Piuttosto, è il disarmonico percepire tra l'io e l'altrui a decretarne le tiranniche distinzioni, come in un incessante strattonar la corda; preferire nettamente l'uno anziché l'altro piuttosto che il totale nel quale sono immersi...
Vecchio 03-06-2017, 13:55   #6
Esperto
L'avatar di alleny82
 

Siamo un mix di quello che siamo, di quello che vogliamo essere e di come ci percepiscono gli altri.
Ma si può cambiare idea a volte su noi stessi e su quello che vogliamo così come anche gli altri possono cambiare idea su di noi.
È tutto in continuo cambiamento tranne alcune cose a cui teniamo da sempre: quelle sono la parte di noi che non cambierà mai e che prima o poi, di solito cominciano a vedere chiaramente anche gli altri
Vecchio 03-06-2017, 16:01   #7
Banned
 

Quote:
Originariamente inviata da Itachi Visualizza il messaggio
Soggettività ed oggettività son facce della medesima medaglia: l'oggetto cessa d'esistere nel momento in cui il soggetto non lo percepisce, così come il soggetto si dissolve nel momento in cui ogni sfumatura che caratterizza lo stesso viene meno lasciando il soggetto, divenuto mero oggetto, in balia di sé stesso.
Siamo soggettività in un sistema oggettivo, così come oggettività in interconnessioni soggettive... ma alla base v'è sempre un minimo comune multiplo, ciò che da sia corposità che sentimento a quella medaglia.
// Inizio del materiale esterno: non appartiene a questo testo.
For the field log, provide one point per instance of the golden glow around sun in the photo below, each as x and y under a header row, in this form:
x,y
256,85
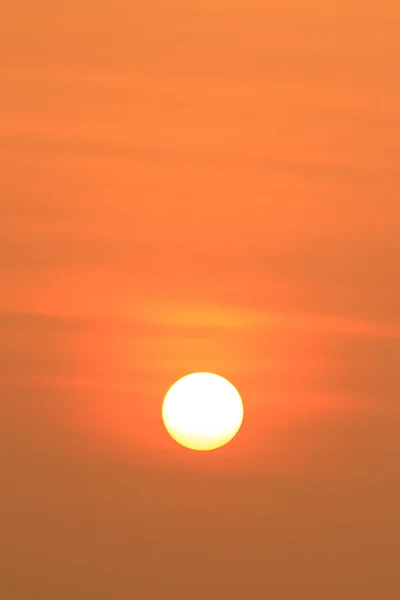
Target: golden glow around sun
x,y
202,411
Ogni aspetto di sé, fatto di materia e spirito, coesiste al medesimo tempo; una dualità in sincronia reciproca.

Piuttosto, è il disarmonico percepire tra l'io e l'altrui a decretarne le tiranniche distinzioni, come in un incessante strattonar la corda; preferire nettamente l'uno anziché l'altro piuttosto che il totale nel quale sono immersi...
Quindi, l'oggettività e la soggettività sono fatte della stessa materia. A causa della coscienza che possediamo (da cui scaturisce il mondo soggettivo) facciamo inevitabilmente ma erroneamente distinzione tra un mondo interiore e uno esteriore quando sono in realtà entrambi espressione del tutto. Questo ragionamento mi sembra corretto, ma pone la prospettiva verso il tutto, non verso noi stessi. Mi spiego, dire che la nostra mente ( e quindi la nostra soggettività) sia espressione del tutto è corretto, ma noi non guardiamo dalla prospettiva del tutto, non possiamo farlo, guardiamo solo attraverso la nostra soggettività, potrei infatti affermare per assurdo che solo io esisto con certezza, mentre il resto potrebbe essere un sogno frutto della mia mente. Da questo punto di vista, la felicità di un uomo che vive nelle illusioni (che illusioni per lui non lo sono), è reale, e non un'illusione anch'essa. È per questo che si fa questa distinzione.
Dal punto di vista teorico funziona, non tanto nel pratico.
Perché un individuo per avere una posizione sociale ad esempio, deve necessariamente esternare le sue idee, che sono veicolate (ma anche vincolate) dalle azioni. Come hai detto tu la soggettività è una diversificazione del tutto, e quindi non esistono idee pensate e non espresse ma le idee pensate sono per forza espresse anche se solo nel nostro io (che è parte del tutto appunto) nonostante ciò mi si giudicherà non per l'idea che possiedo (impossibile da cogliere senza un mezzo comunicativo), ma nel modo in cui la esprimo all'esterno. Ed ecco il relativismo di Pirandello.
Però mi verrebbe da ribattere che i giudizi altrui non fanno parte di noi a meno che non siamo noi a volerlo.
Il più delle volte lo vogliamo, perché (a mio parere) consideriamo istintivamente le altre persone, che hanno tutto sommato un aspetto e delle idee simili alle nostre (anche dopo un'influenza da parte loro in precedenza chiaramente), parte di noi, per cui un loro giudizio diventa un nostro giudizio, una loro critica diventa una critica che noi facciamo a noi stessi.